The scene, of course, is Michael Douglas’s famous “greed is good” speech at a shareholder meeting in Wall Street, (which you can watch in the video below).  In the film, Douglas plays a wealthy corporate raider named Gordon Gekko.  Charlie Sheen plays a young stockbroker, Bud Fox, who is desperate to succeed on Wall Street.  He gets involved with Gekko, who is ruthless and who Bud’s father (played by Martin Sheen) does not like.   

Bud is caught in the middle of this tension, but he pitches his dad’s company to Gekko with a plan to save it and help all of themselves get rich.  Things get hairy from there in a series of double-crosses best left for watching the movie. 

But the real juicy part of the film is Gekko’s speech before a group of shareholders where Gekko utters the now-famous line, “greed, for lack of a better word, is good.”  The speech offers a glimpse into the philosophy and mindset that drive people like Gekko.
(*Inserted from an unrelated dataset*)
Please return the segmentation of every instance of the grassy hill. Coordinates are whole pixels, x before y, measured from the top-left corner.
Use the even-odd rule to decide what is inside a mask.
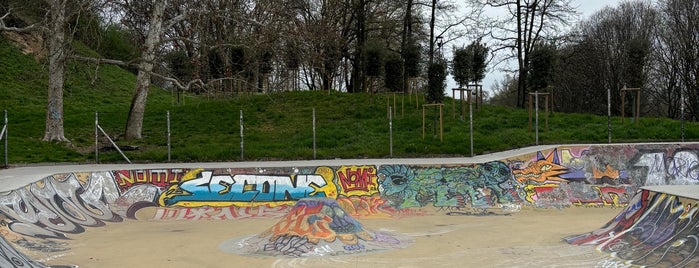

Greed can certainly be bad, particularly in business.  When greed leads to embellished balance sheets and engineering an inflated stock price, it’s not very good.  (In fact, it’s just not bad.  It’s illegal in those circumstances!)  However, greed takes on this bad form when the sole focus of it becomes money.  But if you view money as simply a means to an end, and that end result is something that benefits society, greed becomes a good, healthy euphemism for wealth and success. 

This is why Gekko’s speech is so enticing.  Gekko suggests that greed–even a very ruthless form of greed–can drive inefficiencies out of corporations and the market.  According to Gekko, when greed cuts fat from corporations, it increases profits and creates overall market success.